It's a little confusing, who wrote what in this post, but I kind of enjoy that tension between the academic analysis of our options, and Sara Robinson's spin on them.  At least I think they are her spin on them.  For me, the takeaways are all toward the end, where she gets to the crux of the matter: do we wait (for or push for) revolution, or nurture an organic evolution toward a new, sustainable economic model. I favor the latter, but I can sure as hell understand the emotions of those who think the former is almost inevitable.  Evolution takes time. We may be running out of that.

Changing the status quo is always a bitch. It just doesn't want to change because we need or want it to. It protects itself, and the people who benefit from it most. The include such people as the Koch brothers, every working hedge fund manager, and the many thousands of rich and aspiring people who work for them and their ilk, directly or indirectly.

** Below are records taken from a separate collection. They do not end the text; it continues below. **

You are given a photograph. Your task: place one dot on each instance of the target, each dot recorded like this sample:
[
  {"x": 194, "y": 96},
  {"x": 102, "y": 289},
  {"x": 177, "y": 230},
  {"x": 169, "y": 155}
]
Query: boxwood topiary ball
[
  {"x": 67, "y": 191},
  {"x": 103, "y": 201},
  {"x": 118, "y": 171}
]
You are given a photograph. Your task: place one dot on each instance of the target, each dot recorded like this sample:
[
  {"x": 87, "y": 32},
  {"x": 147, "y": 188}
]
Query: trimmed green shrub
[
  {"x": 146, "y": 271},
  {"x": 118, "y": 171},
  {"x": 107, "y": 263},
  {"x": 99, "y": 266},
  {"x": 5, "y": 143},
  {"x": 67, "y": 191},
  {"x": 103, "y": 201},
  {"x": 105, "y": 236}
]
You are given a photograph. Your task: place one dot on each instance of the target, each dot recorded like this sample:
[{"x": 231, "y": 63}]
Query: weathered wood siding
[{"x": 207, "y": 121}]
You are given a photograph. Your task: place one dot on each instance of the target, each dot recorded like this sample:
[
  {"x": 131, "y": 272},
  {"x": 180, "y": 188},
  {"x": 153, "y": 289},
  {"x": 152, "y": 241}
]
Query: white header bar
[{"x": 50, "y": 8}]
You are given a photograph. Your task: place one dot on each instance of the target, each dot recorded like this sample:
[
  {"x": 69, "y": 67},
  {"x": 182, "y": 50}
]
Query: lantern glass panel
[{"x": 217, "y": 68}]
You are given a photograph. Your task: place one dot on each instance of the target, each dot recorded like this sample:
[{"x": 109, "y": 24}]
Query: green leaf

All of the above discussions are also being informed by an evolving understanding of how transformative social change happens.

As long as most people assume that market capitalism is sustainable,  they'll focus on reforming it — cleaning it up around the edges, rewriting regulations, making it work in the public interest, and so on. Many Americans, in fact, still hope that this is all it will take– that technology, political reform and market forces, working in some magic combination, will be enough to save us from ourselves.

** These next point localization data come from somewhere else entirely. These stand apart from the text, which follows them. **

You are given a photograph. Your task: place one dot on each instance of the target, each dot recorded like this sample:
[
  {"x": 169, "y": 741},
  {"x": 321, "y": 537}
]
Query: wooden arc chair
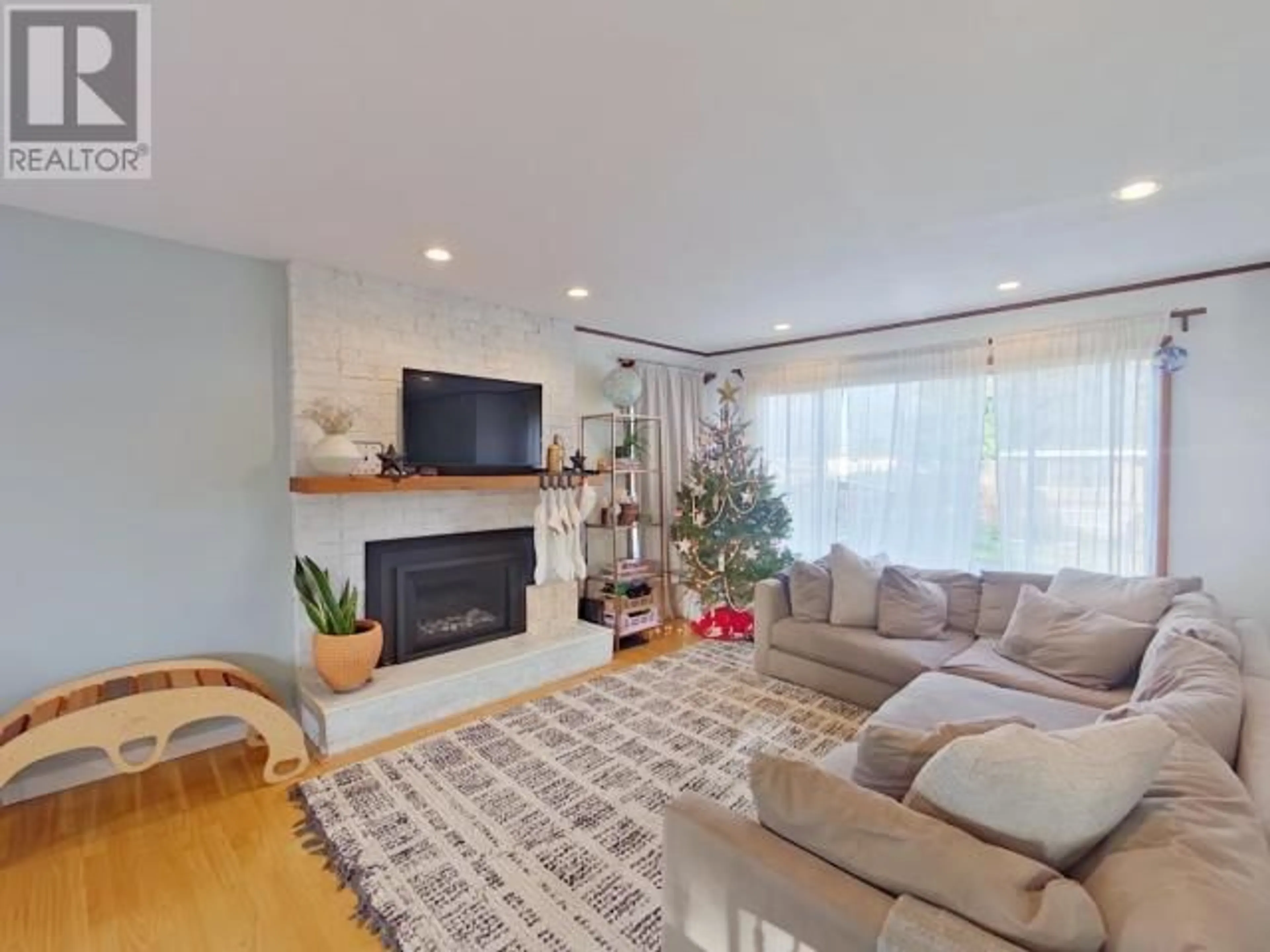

Robinson then reminds us here that Revolutions are messy, and they have consequences:

Others among us are holding out for a full-on revolution that overthrows the whole system in one massive push, clearing the way for something entirely new. Revolutions are tricky, though: historically, a lot of them have gone sideways when the revolutionaries couldn't hang on through the chaotic aftermath of what they'd wrought. They often get swept away by some other force that's better organized, and thus better equipped to step in and take over. Anything can happen in the wake of a revolution, and all too often, it's not the thing you hoped for.

The alternative ot revolution is evolution. But can people who still think Adam and Eve rode dinosaurs to church really support anything with that word in it?  Wait…do those people even matter? Yeah, they do. At least until we vote in enough sane politicians who marginalize them by no longer pandering to them, as they have for the past 40 years.

Gar Alperovitz offers "evolutionary reconstruction" as a better alternative to either reform or revolution. Visionaries from Gandhi to Buckminster Fuller have agreed with him. This model focuses our change energy on building new parallel institutions that will, in time, supplant the old ones. Don't fight the existing system, this strategy argues. Instead, just sidestep it entirely and create a new one. As the old system collapses under its own decay, yours will gradually fill in the gaps until it becomes the new dominant paradigm.

My favorite part, where Robinson points out that evolution has already worked. It was just evolved by the wrong people, and for the wrong reasons:

America's right wing has used this model very successfully to take control of our culture over the past 40 years. Starting in the 1970s, they invested in a wide range of parallel education systems, media outlets, professional organizations, government watchdog groups, and so on. These groups groomed a new generation of leaders, while also developing the intellectual, policy and cultural basis for the change they wanted to create. As time passed, they took advantage of opportunities to insert people and ideas from these alternative institutions into the mainstream ones. The result was that 90 percent of the conservative revolution took place almost entirely under the radar of most Americans. One day, we simply looked up to find them in charge of everything that mattered.